La nouvelle législation de ce petit Etat riche en hydrocarbures, qui prévoit aussi l’amputation d’une main ou d’un pied en cas de vol, doit entrer en vigueur mercredi. Brunei avait annoncé dès 2013 l’introduction progressive de la loi islamique, mais repoussé la mise en oeuvre des nouvelles peines au 3 avril 2019.
A l’approche de cette échéance, les protestations se sont multipliées dans le monde. L’ONU a dénoncé lundi des « peines cruelles et inhumaines » tandis que des personnalités comme l’acteur George Clooney et le chanteur Elton John ont appelé au boycott des neuf hôtels de luxe liés au sultan de Brunei. Et mardi la France a appelé « Brunei à renoncer à ce projet ».
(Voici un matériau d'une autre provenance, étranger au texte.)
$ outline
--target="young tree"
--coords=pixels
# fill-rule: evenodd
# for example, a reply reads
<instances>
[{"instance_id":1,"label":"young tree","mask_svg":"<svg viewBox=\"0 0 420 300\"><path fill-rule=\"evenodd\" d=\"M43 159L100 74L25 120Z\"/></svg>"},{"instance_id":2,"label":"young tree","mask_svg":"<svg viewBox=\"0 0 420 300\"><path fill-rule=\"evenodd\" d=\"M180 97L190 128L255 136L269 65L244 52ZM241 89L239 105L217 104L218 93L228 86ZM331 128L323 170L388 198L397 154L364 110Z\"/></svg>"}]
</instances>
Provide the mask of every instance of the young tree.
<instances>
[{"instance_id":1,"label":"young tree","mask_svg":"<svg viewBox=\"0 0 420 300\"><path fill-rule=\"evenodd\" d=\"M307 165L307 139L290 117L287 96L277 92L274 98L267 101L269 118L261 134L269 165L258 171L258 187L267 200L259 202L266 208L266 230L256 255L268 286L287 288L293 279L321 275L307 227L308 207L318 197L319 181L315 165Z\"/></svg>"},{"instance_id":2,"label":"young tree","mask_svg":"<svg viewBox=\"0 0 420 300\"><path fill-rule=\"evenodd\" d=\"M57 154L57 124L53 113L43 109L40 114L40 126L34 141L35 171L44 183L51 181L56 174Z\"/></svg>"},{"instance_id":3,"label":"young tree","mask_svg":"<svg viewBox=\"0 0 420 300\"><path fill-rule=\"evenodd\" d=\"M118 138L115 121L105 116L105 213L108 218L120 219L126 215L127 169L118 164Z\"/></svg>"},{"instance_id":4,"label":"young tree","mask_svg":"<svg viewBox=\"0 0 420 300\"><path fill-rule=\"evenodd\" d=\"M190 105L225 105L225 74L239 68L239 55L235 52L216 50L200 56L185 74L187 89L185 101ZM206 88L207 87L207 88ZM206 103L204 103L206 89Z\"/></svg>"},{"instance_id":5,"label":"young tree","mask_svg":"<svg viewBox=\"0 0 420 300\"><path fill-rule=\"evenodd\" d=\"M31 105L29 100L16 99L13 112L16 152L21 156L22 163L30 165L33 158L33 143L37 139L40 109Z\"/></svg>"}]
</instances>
Pour les analystes, en faisant de son pays le premier en Asie du Sud-Est et Asie du Sud à appliquer la charia au niveau national, le sultan Hassanal Bolkiah cherche à renforcer son image de leader islamique aux yeux des plus conservateurs, à un moment où l’économie nationale donne des signes de faiblesse.
Brunei, l’un des Etats au PIB par habitant les plus élevés du monde grâce aux hydrocarbures, a en effet connu une récession ces dernières années quand les prix du pétrole ont plongé. Et ses réserves déclinantes rendent son avenir incertain. « Brunei est en train de devenir l’Arabie saoudite de l’Asie du Sud-Est », note Bridget Welsh, une experte de cette région à l’Université John Cabot, interrogée par l’AFP.
« L’affaiblissement de l’économie de Brunei ainsi que les inquiétudes sur une possible érosion du soutien (de la population) expliquent la dépendance croissance envers la religion » du régime, poursuit-elle. L’application par le pays de lois qui peuvent effrayer les entreprises occidentales confirme aussi un rapprochement avec la Chine, qui ne critique pas, pour sa part, les violations des droits de l’homme chez ses partenaires, notent les observateurs.
Les entreprises chinoises ont beaucoup investi à Brunei, dans une raffinerie, un barrage et une autoroute, dans le cadre des Nouvelles routes de la soie, un vaste projet destiné à développer les infrastructures des pays amis de Pékin. Il reste difficile d’évaluer le sentiment de la population face à cette législation, puisqu’à Brunei la plupart des habitants (au nombre de 435.0000) évitent de critiquer le sultan.
Mais les experts estiment qu’au moins dans la communauté malaise musulmane, soit environ 70% de la population, le soutien est réel. Et ceux qui s’expriment apportent leur soutien aux peines sévères prévues. « J’en suis fier, parce que l’application de la loi me paraît renforcer l’identité islamique de Brunei », déclare à l’AFP Muhammad Antoni, un ouvrier de 27 ans dans l’industrie des hydrocarbures.
D’autres disent leur agacement face aux appels au boycott de neuf hôtels contrôlés par le sultanat en Europe et aux Etats-Unis. « Ce n’est pas le rôle des célébrités d’appeler à un boycott », proteste Haziah Zainal, une fonctionnaire de 36 ans. Elles « font preuve d’ignorance et ne sont jamais venues ici voir ce qu’il se passe ». Sur internet, en revanche, on s’exprime plus librement. « Je suis très inquiet pour l’économie de Brunei », écrit ainsi un internaute sur la plateforme Reddit.
Dans les faits, il n’est pas sûr que la peine la plus sévère, la lapidation, soit un jour mise en pratique. L’exécution par pendaison figure depuis longtemps dans la législation du pays. Mais la dernière remonte à 1957, selon Matthew Wolfe, un membre de l’association de défense des droits de l’Homme The Brunei Project.
Amnesty International a condamné le nouveau code pénal tout en soulignant que Brunei était « abolitionniste dans les faits ». Les conditions à réunir pour que la justice parvienne à une sentence de lapidation resteront exceptionnelles : un accusé doit soit avouer son crime, soit l’avoir commis devant au moins quatre témoins prêts à témoigner.
Le bureau du Premier ministre a rappelé samedi que Brunei avait un « double système judiciaire », qui continuera à être en vigueur, l’un islamique, ne concernant que les musulmans, l’autre civil, pour l’ensemble de la population.